This winter, I’m getting up around 6:45 am on weekdays in winter when I don’t run before work (most days, since it’s cold and dark in the morning and I’m a wuss). It’s when I go to bed that’s a problem. I had gotten to the point by December where I came home, helped put the kids to bed, then logged back into the office and worked until midnight almost every night. I was able to put the brakes on that, but now I have the novel to work on, not to mention the blog, so I’m staying up even later. At least I have some work/life balance. When I have some discipline about going to bed, I’m running on about six to six and a half hours of sleep a night during the week, which is just under what I need in order to function normally; when I let things go, it’s more like five.

Extra credit: If we had no other obligations, it is entirely possible that Mrs. Unfocused and I would go back to the sleep schedule we had the summer after we graduated from college, when we were unemployed, living on credit from Harper Foods, and spending our days swimming in Lake Michigan at The Point. That summer we went to bed at 4:00am and slept until noon.

Weekend Assignment #198: On Winter

Waiting until the last minute to do my homework — it’s just like high school. Or college. Or law school. Or elementary school, for that matter. The new Weekend Assignment is up at Outpost Mavarin. Here it is:

Weekend Assignment #198: What is your favorite thing about winter? Whether you love this time of year, hate it or merely endure it, you should be able to find something good to say about the season. What is it?

Before we had children, every winter the Mrs. and I used to drive up to Door County right after Christmas and stay until New Year’s Day or January 2. (For those of you not familiar with the Midwest, Door County, Wisconsin is the northern tip of the peninsula that divides Green Bay from Lake Michigan, and is a summer resort area for families from Chicago, Milwaukee, Madison, Green Bay, and as far as the Twin Cities.) Most of the shops and many of the restaurants are open for that week — everything closes after January 2 until May — but it is never crowded, except for breakfast at Al Johnson’s in Sister Bay.
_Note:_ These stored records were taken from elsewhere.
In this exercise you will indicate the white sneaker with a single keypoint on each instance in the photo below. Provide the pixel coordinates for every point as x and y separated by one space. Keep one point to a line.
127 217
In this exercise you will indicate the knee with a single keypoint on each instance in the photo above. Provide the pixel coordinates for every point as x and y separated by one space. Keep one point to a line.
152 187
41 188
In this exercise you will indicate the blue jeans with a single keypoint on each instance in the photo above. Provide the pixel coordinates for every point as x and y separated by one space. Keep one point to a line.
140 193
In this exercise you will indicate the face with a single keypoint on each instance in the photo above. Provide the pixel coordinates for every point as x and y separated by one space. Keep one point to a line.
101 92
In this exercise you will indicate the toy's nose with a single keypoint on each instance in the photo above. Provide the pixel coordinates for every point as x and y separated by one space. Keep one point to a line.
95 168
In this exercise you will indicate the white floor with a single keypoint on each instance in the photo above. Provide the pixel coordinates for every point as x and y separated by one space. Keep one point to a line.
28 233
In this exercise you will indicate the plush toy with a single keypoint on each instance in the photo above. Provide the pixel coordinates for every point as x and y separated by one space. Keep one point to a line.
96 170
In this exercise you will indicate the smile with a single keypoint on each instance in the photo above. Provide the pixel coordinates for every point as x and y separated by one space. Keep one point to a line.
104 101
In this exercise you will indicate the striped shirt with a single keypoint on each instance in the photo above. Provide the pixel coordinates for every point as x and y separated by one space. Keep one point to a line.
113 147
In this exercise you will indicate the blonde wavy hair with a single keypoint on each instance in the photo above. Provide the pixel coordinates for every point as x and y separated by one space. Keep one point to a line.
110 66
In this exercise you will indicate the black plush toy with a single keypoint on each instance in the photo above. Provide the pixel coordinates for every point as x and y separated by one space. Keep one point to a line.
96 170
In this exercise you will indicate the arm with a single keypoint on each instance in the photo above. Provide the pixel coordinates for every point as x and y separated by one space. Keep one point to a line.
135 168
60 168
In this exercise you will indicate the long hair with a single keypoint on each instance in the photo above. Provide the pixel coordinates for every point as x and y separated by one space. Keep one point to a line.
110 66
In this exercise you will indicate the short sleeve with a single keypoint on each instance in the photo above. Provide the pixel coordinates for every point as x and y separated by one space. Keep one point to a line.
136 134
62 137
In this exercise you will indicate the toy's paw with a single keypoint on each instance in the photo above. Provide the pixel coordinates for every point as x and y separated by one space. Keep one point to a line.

We went snowshoeing in the state park, antique shopping, watched old movies at night. One year, we were supposed to leave on New Year’s Day so I could be at the office on January 2, but on New Year’s Eve, it started to snow. When we woke up on New Year’s morning, it was still snowing. We tramped into the main building at Eagle Harbor Inn (where we always stayed) for breakfast, and heard that the road from Green Bay to Milwaukee had been closed by the state police, and would not reopen for several hours after the snow stopped, at the earliest. We were free! This was around 1998 or 1999 — I had no Blackberry or laptop, so I had to just leave voicemails for a few people, and then I was completely off the hook. There was no problem with our staying an extra night in our room, we drove into Egg Harbor to see the wonderful New Year’s Day parade (including the town’s little yellow fire engine) and eat dollar brats grilled up by members of one of the local service clubs as a fundraiser. I don’t remember what we did that evening, but I’m sure we enjoyed every minute of it. It was the best snow day I had had since the winter of 1978/79, when New York (where I grew up) had a massive blizzard and the snow plow broke down in the middle of our street, leaving us with an eight-foot high wall of snow, easily four to six feet thick, crossing the entire street, and all of the kids on the block stayed home and had the mother of all snowball battles, using the wall of snow as our barrier, our fort, our mountain, or our high ground for firing down at the others.

Now I watch my kids when they have a snow day; they’ve only had one or two since they started school (they’re young yet), but I remember my daughter jumping up and down the first time she learned that when there is enough snow, they cancel school and you get to play outside.

That’s what I love about winter: the possibility of snow days. No other season offers anything comparable, the possibility that the weather will be so bad that school is canceled, but so good that you can spend all day playing outside (with occasional breaks for hot cocoa and marshmallows).

Extra credit: What do you hate most about winter?

This is harder than the main assignment (which I suppose is why it’s extra credit). My first thought was: travel. I fly often enough for business, and flying in winter is really miserable because of the weather delays. I’m not going to use that as my answer, though, because these days flying is a miserable experience in all seasons, so there is no reason to single out winter.

The winner is: cabin fever. I get it as bad as the kids do. It’s hard to get up to run outside in the dark. It’s even harder when you know that out there in the dark, it is really, really cold. By spring, I am leaping at the chance to run outside in 40 degree weather, and the kids are begging to spend as much time as possible in the mud pit that is our backyard in April. By the end of February, we are all a few cards short of a deck. What I hate most about winter: cabin fever.